Hedge Accounting Designations
We have elected to apply hedge accounting to certain derivatives. Derivatives that receive designated hedge
accounting treatment are documented and evaluated for effectiveness in accordance with our policies. Some derivatives
do not qualify for hedge accounting; for others, we elect not to apply hedge accounting treatment. With the exception of
certain electricity supply contracts, we have elected to apply the normal purchase and normal sales classification to all
physical supply contracts that are entered into for the purpose of procuring commodities to be used in production within a
reasonable time during the normal course of our business. We do not apply normal purchase and normal sales to certain
electricity physical supply contracts which had notional balances of $65 million and $51 million on December 31, 2007 and
2006, respectively. We report changes in the fair value of these derivatives through Automotive cost of sales.
Automotive Sector
Cash Flow Hedges. We use forward and option contracts to manage our exposure to foreign currency exchange and
commodity price risks. We apply the critical terms method of assessing effectiveness for derivatives designated as
hedging forecasted transactions. The effective portion of changes in the fair value of cash flow hedges is deferred in
Accumulated other comprehensive income/(loss) and is recognized in Automotive cost of sales when the hedged item
affects earnings. Our policy is to cease hedge accounting at the time forecasted transactions are recognized as assets or
liabilities on the balance sheet and report subsequent changes in fair value through Automotive cost of sales. An amount
is also reclassified from Accumulated other comprehensive income/(loss) and recognized in earnings if it becomes
probable that the original forecasted transaction will not occur. Our cash flow hedges mature within two years or less. The
exchange of cash associated with cash flow hedges which are de-designated prior to maturity is reported in Net cash
(used in)/provided by investing activities in our statements of cash flows. The exchange of cash associated with cash flow
hedges which are designated through maturity is reported in Net cash flows from operating activities in our statements of
cash flows.
Net Investment Hedges. We have used foreign currency forward exchange contracts to hedge the net assets of
certain foreign entities to offset the translation and economic exposures related to our investment in these entities. We
assessed effectiveness based upon a comparison of the hedge with the beginning balance of the net investment level
hedged, with subsequent quarterly tests based upon changes in spot rates to determine the effective portion of the hedge.

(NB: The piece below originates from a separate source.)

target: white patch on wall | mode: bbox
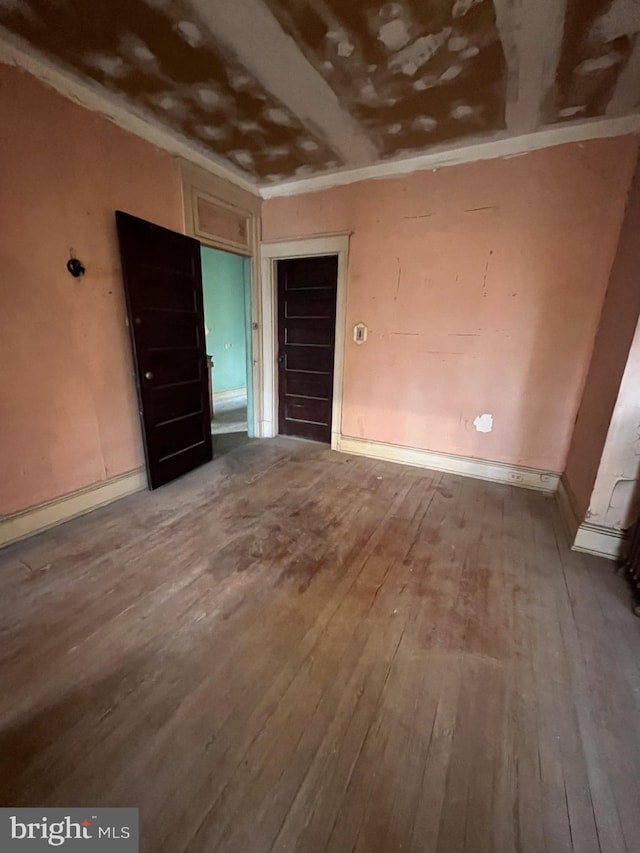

Changes in the value of these derivative instruments, excluding the ineffective portion of the hedge, were included in
Accumulated other comprehensive income/(loss) as a foreign currency translation adjustment. The exchange of cash
associated with these derivative transactions was reported in Net cash flows from operating activities in our statements of
cash flows.
Derivatives not designated as hedging instruments. Some derivatives do not qualify for hedge accounting treatment or
we elect not to apply hedge accounting. We report changes in the fair value of these derivatives through Automotive cost
of sales or Automotive interest income and other non-operating income/(expense), net depending on the underlying
exposure. The earnings impact primarily relates to the revaluation of certain foreign currency derivatives and changes in
fair value of commodity derivatives and warrants. The exchange of cash associated with these derivative transactions is
recorded in Net cash (used in)/provided by investing activities in our statements of cash flows.